Erdoğan’s speech was followed by several op-eds in government-friendly newspapers in Turkey accusing me, among other things, of being a CIA agent. My favorite pleaded NASA to send me to Mars so I can stop writing nonsense (the author of this particular op-ed got bonus points from me for actually doing some research and discovering that I had worked on the 2003 Mars Exploration Rovers project).

I wish I could tell you that I didn’t miss a stride and took the mantra “all press is good press” to heart. But I’d be lying. This ordeal proved to be a significant source of distress as I spent weeks brooding about it. Looking back on it in hindsight, I now consider criticism to be a natural side effect of contrarian thinking, the jitters that necessarily arrive shortly after you down five shots of espresso.

Contrarianism almost always prompts intense criticism. When you challenge conventional wisdom, convention balks. When you separate from the herd, the herd calls you out. Those holding a stake in the status quo–either because they created it or they preach it–resist, and resist hard.

The conformists don’t want you to raise your hand, color outside of the lines, or suggest a radically new path forward.

Don’t take it from me. Even Stephen King—one of the greatest writers of our generation—routinely finds himself at the receiving end of scathing criticism. In his wonderful book, On Writing, he explains:

“Not a week goes by that I don’t receive at least one pissed-off letter (most weeks there are more) accusing me of being foul-mouthed, bigoted, homophobic, murderous, frivolous, or downright psychopathic.”

If you do anything meaningful, someone will try to make you feel lousy about it, regardless of the number of bestsellers you’ve published.

What’s worse, we’re genetically wired to pay undue attention to this type of destructive feedback.

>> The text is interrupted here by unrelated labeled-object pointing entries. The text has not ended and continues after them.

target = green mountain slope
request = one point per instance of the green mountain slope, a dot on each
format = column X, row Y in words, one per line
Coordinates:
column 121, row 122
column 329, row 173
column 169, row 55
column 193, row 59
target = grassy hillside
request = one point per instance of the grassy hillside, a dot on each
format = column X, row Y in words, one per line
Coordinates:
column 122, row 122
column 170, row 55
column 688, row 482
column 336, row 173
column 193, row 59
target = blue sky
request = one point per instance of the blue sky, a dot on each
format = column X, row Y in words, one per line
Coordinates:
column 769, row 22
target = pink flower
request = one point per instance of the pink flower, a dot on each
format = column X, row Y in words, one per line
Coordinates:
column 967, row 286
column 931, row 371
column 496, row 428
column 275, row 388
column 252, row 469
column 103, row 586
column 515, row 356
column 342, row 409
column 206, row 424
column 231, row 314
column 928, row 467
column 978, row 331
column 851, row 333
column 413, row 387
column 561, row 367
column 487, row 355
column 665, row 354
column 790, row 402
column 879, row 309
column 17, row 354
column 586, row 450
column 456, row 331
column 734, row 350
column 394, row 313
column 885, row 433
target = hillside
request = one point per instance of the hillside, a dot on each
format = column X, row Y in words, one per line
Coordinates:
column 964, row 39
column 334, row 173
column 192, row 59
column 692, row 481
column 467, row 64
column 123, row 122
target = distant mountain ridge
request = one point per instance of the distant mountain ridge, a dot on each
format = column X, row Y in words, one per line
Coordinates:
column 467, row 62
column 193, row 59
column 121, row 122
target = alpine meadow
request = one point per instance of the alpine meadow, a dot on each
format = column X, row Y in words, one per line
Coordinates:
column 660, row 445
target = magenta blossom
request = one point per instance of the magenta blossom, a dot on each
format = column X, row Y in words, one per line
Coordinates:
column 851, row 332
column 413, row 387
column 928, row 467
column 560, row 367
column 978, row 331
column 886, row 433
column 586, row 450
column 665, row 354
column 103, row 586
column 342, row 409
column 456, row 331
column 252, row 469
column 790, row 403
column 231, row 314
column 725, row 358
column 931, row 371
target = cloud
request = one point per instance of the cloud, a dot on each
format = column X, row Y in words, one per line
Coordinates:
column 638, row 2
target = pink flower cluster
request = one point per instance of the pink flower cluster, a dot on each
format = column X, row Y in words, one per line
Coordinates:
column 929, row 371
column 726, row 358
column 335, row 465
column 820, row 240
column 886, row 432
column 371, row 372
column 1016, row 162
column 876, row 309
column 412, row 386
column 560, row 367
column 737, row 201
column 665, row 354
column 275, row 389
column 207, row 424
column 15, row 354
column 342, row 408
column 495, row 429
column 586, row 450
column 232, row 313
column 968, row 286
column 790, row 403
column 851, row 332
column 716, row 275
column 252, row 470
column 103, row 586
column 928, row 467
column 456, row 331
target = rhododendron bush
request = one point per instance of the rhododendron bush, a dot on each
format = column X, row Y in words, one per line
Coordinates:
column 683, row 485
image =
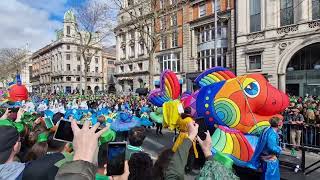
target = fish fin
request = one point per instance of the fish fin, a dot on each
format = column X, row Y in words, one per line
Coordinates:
column 214, row 75
column 233, row 143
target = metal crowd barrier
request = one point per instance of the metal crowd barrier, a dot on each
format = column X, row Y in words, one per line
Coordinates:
column 309, row 141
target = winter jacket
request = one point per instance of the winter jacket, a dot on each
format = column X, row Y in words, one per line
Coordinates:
column 11, row 171
column 77, row 170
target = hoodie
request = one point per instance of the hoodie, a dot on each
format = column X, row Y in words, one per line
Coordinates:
column 11, row 171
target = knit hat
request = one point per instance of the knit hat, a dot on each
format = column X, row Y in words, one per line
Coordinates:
column 8, row 138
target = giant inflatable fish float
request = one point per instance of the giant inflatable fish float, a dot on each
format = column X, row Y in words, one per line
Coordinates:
column 237, row 108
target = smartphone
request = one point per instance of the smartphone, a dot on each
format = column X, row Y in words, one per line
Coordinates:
column 48, row 122
column 202, row 127
column 116, row 156
column 14, row 110
column 64, row 131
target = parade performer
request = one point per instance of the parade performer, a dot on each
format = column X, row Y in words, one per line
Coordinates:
column 157, row 117
column 237, row 108
column 144, row 116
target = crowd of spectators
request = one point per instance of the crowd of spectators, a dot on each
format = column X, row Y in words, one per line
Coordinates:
column 302, row 122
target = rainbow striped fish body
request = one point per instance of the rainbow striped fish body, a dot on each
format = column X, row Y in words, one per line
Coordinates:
column 237, row 108
column 240, row 108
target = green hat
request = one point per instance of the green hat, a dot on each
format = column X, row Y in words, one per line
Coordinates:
column 107, row 137
column 223, row 159
column 7, row 122
column 19, row 126
column 42, row 137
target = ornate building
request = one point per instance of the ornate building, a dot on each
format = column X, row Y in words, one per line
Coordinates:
column 280, row 39
column 185, row 40
column 59, row 65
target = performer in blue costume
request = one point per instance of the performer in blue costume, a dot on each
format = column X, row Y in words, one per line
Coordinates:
column 266, row 154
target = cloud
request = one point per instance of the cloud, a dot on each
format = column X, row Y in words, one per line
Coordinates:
column 21, row 24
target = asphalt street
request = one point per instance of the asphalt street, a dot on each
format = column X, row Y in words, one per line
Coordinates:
column 154, row 144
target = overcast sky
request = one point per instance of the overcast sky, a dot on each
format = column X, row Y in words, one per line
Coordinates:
column 31, row 22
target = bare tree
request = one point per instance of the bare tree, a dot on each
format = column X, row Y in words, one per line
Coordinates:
column 11, row 61
column 95, row 22
column 142, row 17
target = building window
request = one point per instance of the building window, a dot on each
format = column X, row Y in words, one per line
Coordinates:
column 170, row 61
column 141, row 48
column 286, row 12
column 132, row 35
column 161, row 2
column 123, row 38
column 174, row 42
column 68, row 30
column 140, row 66
column 218, row 5
column 140, row 11
column 206, row 58
column 172, row 2
column 130, row 2
column 68, row 56
column 202, row 9
column 255, row 62
column 163, row 23
column 163, row 42
column 255, row 15
column 132, row 51
column 174, row 21
column 315, row 9
column 123, row 55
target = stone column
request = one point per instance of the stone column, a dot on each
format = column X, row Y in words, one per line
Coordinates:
column 282, row 82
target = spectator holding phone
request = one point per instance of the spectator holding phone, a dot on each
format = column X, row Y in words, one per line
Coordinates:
column 136, row 137
column 10, row 147
column 296, row 120
column 85, row 144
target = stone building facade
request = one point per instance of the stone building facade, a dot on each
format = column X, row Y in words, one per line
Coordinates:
column 280, row 39
column 132, row 62
column 58, row 66
column 184, row 31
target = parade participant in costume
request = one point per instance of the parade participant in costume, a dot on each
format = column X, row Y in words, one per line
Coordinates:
column 157, row 117
column 144, row 117
column 136, row 137
column 237, row 109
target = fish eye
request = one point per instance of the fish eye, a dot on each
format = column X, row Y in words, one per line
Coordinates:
column 252, row 90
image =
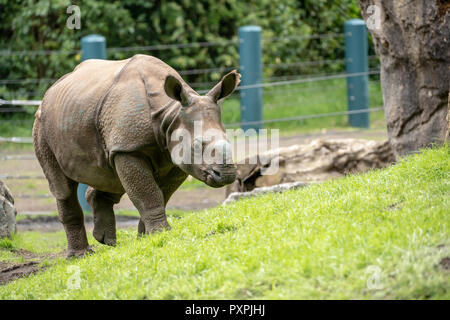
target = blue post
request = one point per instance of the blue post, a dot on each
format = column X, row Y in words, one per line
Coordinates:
column 356, row 48
column 251, row 70
column 93, row 46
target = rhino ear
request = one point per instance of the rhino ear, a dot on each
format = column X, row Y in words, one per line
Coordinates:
column 226, row 86
column 174, row 89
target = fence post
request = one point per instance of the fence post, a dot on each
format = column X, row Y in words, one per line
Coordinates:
column 356, row 61
column 93, row 46
column 251, row 70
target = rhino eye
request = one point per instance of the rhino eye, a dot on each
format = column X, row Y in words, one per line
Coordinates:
column 198, row 142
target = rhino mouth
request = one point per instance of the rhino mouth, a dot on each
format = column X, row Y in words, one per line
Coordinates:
column 217, row 178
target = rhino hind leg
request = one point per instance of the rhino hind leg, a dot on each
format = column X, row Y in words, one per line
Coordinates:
column 104, row 221
column 65, row 192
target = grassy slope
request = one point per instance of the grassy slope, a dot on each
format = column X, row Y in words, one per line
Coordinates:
column 325, row 241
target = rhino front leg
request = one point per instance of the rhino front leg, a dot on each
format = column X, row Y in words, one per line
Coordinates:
column 137, row 179
column 104, row 221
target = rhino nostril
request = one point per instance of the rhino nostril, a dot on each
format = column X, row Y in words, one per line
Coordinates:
column 217, row 173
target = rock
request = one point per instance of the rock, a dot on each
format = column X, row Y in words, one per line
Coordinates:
column 412, row 41
column 234, row 196
column 7, row 212
column 314, row 162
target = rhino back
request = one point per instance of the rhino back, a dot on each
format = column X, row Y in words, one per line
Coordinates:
column 101, row 108
column 125, row 120
column 68, row 114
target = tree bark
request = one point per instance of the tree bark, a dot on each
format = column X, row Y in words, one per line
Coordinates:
column 412, row 40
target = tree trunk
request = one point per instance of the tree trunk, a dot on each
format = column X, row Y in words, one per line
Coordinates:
column 412, row 39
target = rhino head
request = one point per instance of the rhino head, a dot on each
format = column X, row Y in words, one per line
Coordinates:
column 198, row 143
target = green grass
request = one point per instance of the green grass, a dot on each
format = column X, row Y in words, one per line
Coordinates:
column 387, row 228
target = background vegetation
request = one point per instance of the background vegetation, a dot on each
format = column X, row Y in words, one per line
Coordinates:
column 41, row 25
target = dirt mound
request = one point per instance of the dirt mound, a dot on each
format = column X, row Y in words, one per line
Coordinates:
column 319, row 160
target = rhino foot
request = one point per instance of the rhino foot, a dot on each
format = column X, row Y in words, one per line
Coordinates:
column 105, row 236
column 79, row 253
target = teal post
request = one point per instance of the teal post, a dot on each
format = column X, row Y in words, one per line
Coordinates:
column 93, row 46
column 251, row 70
column 356, row 61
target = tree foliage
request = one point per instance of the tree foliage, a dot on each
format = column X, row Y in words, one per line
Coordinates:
column 29, row 25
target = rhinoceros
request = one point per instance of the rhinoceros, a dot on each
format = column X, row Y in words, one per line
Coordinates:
column 108, row 124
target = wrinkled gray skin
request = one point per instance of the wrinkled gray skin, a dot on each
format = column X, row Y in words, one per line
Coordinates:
column 108, row 124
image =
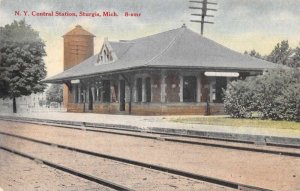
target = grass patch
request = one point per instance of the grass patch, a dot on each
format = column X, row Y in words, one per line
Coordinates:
column 238, row 122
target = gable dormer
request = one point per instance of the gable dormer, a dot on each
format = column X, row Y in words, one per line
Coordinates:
column 106, row 54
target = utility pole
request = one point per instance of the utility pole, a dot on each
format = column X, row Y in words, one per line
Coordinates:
column 204, row 8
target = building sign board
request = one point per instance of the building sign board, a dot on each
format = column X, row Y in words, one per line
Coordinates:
column 222, row 74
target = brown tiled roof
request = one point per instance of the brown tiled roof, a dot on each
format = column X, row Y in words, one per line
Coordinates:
column 178, row 48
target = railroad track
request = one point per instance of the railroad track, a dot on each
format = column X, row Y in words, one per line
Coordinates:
column 46, row 148
column 250, row 146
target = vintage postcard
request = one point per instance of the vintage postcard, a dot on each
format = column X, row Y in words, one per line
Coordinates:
column 149, row 95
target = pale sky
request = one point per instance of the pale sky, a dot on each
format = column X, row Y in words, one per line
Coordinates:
column 239, row 24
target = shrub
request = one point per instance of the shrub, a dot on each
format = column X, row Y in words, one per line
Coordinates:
column 273, row 95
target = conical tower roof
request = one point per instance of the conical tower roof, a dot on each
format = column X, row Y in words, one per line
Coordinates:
column 78, row 31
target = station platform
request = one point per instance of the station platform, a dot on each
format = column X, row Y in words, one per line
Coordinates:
column 165, row 124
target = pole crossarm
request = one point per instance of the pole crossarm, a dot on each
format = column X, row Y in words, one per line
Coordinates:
column 203, row 14
column 209, row 3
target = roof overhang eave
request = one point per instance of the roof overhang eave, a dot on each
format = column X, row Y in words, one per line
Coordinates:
column 64, row 80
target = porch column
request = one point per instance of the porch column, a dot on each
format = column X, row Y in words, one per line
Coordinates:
column 163, row 88
column 143, row 89
column 181, row 87
column 198, row 89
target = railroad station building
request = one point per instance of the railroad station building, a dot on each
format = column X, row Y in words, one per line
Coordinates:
column 173, row 72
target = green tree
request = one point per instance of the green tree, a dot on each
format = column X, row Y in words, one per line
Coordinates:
column 273, row 95
column 281, row 54
column 21, row 61
column 253, row 53
column 54, row 93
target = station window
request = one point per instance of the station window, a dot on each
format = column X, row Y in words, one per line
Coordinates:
column 139, row 90
column 148, row 89
column 189, row 89
column 106, row 91
column 221, row 84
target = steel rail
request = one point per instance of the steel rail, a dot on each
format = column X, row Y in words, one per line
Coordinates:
column 69, row 170
column 241, row 148
column 208, row 179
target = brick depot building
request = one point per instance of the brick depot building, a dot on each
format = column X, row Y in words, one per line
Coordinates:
column 173, row 72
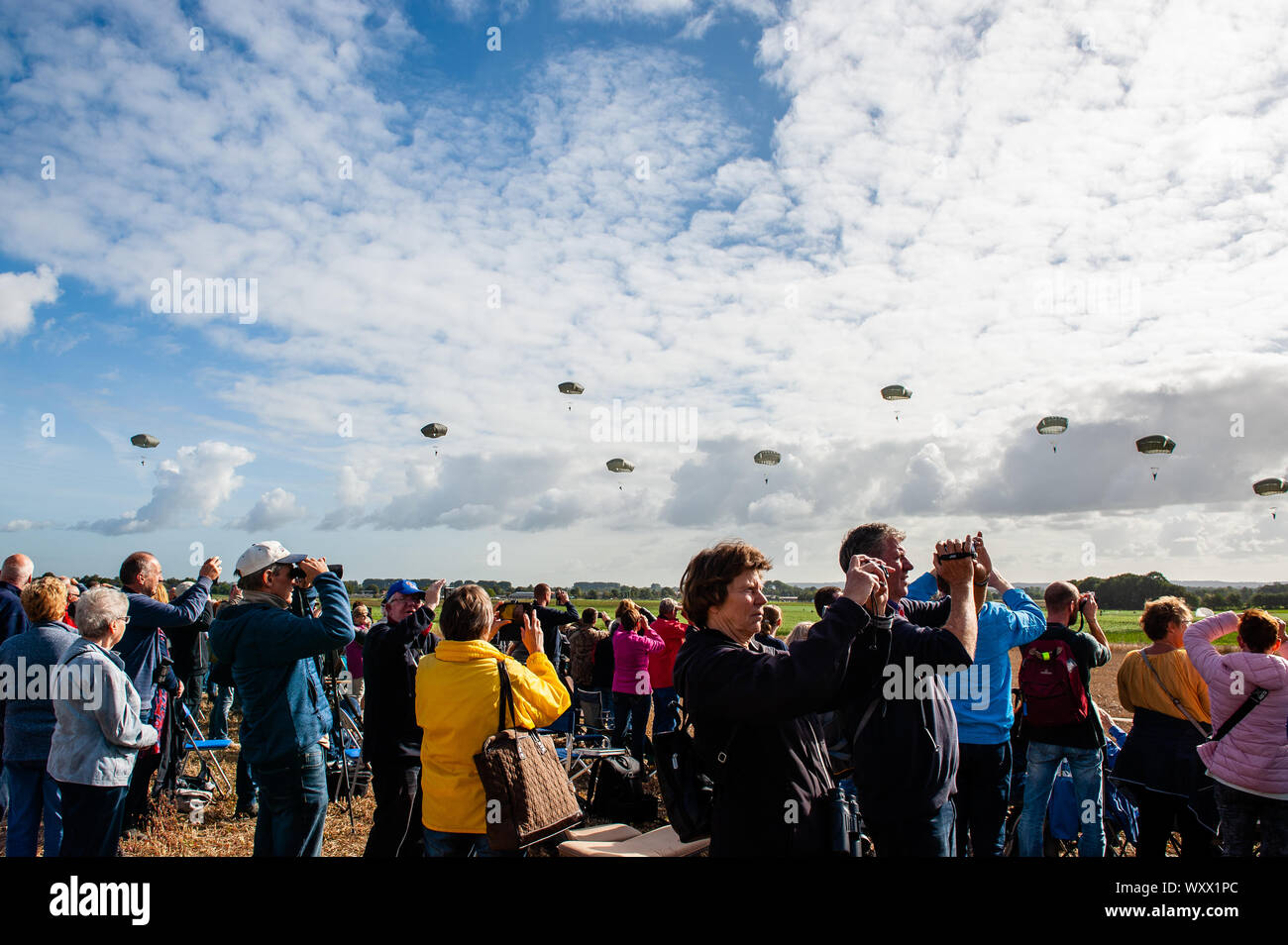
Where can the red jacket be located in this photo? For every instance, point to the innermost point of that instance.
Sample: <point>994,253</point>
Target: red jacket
<point>661,665</point>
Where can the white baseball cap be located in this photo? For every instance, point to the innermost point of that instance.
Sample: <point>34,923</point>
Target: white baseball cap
<point>263,554</point>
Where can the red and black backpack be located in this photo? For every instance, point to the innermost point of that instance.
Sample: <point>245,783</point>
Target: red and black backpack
<point>1051,683</point>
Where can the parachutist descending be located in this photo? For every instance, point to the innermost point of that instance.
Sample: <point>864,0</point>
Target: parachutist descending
<point>1052,426</point>
<point>896,391</point>
<point>145,441</point>
<point>768,458</point>
<point>1157,445</point>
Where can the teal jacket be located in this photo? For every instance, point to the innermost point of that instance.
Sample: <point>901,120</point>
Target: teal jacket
<point>271,654</point>
<point>982,694</point>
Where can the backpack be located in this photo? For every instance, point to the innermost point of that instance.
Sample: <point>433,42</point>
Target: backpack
<point>1051,683</point>
<point>617,790</point>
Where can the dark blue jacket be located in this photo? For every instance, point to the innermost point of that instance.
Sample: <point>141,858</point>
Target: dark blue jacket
<point>13,618</point>
<point>271,654</point>
<point>26,725</point>
<point>906,756</point>
<point>140,648</point>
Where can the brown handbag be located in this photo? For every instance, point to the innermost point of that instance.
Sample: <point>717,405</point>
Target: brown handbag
<point>528,794</point>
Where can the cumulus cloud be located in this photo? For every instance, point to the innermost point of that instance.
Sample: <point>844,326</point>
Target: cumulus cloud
<point>188,489</point>
<point>20,295</point>
<point>25,525</point>
<point>997,207</point>
<point>274,509</point>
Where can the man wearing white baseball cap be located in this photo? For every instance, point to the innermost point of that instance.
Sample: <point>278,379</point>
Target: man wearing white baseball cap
<point>284,712</point>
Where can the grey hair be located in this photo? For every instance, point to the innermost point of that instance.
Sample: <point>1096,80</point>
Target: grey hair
<point>97,608</point>
<point>17,570</point>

Our ability to spot negative stimuli and focus on them to the exclusion of everything else kept us from being lunch for a saber-tooth tiger. As the social psychology professor Roy F. Baumeister explains, “Survival requires urgent attention to possible bad outcomes but less urgent with regard to good ones.” The ancestors who were more attuned to lethal threats managed to survive and pass on their genes to us.

Don’t get me wrong. Negative feedback is helpful when it’s given in a spirit of generosity, with the intention of improving your work. That kind of feedback is precious and demands close attention. But the conformist feedback that simply tells you to go back to coloring between the lines should be ignored.

Fear of criticism is a dream slayer. It slays dreams because it prevents us from getting started, from taking on a challenging project, or from raising our hand during a meeting to offer a contrarian view.

“What if this doesn’t work?”

“What if others point and laugh?”

“What if I make a fool out of myself?”

So, we stick with the default, and life becomes a race to the center.

In the end, there’s only one way to avoid criticism: Stop doing meaningful work. In a quote often misattributed to Aristotle, the writer Elbert Hubbard said: “To avoid criticism, say nothing, do nothing, be nothing.”

But there is an alternative.

It requires dropping the illusion of universal respect and understanding.

It requires realizing that criticism, however uncomfortable it may be, is often validation that we’re doing meaningful work.

It requires accepting that tomorrow’s brilliant innovation is today’s ludicrous idea.